To traders, Bitcoin may look like:

A volatile asset
Digital gold
An inflation hedge
But to military planners and governments, Bitcoin increasingly represents:

A resilient communications system
A censorship-resistant network
A model for digital deterrence
An energy-backed security architecture
A geopolitical technology platform
That shift in perception could have long-term implications far beyond price speculation.

 
Final Thoughts
The Pentagon’s interest in Bitcoin signals a broader transformation in how governments understand digital power.

Bitcoin’s true innovation may not simply be decentralized money.
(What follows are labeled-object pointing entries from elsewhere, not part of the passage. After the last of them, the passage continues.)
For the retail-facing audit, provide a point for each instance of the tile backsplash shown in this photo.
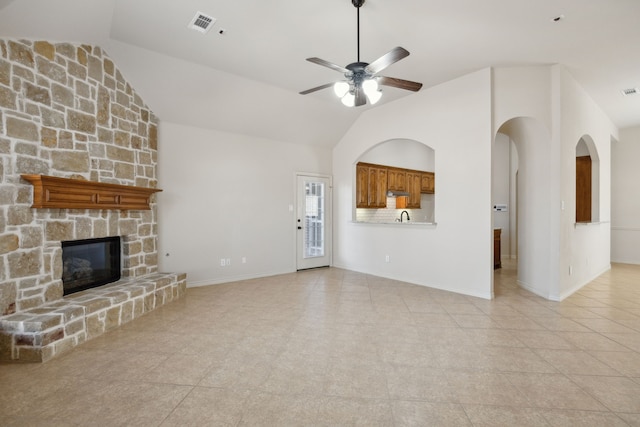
(391, 214)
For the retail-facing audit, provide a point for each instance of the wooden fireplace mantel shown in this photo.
(65, 193)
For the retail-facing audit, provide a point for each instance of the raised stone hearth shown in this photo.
(41, 333)
(67, 111)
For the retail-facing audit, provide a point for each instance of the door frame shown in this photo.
(328, 213)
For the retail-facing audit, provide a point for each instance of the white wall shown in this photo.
(455, 120)
(228, 196)
(501, 192)
(522, 111)
(584, 249)
(556, 257)
(625, 202)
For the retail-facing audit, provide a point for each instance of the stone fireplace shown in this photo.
(67, 111)
(89, 263)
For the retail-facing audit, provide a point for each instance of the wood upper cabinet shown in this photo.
(362, 186)
(373, 182)
(396, 179)
(371, 186)
(428, 183)
(414, 180)
(377, 187)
It may be the discovery that cyberspace can be anchored to physical reality through energy, computation, and cryptographic verification.

Whether Lowery’s “Softwar” framework ultimately succeeds or not, the debate itself reveals something important:

Bitcoin is no longer confined to economics.

It has entered the strategic arena of national security, cyber warfare, energy competition, and global power projection.

And that means the conversation around Bitcoin is only getting started.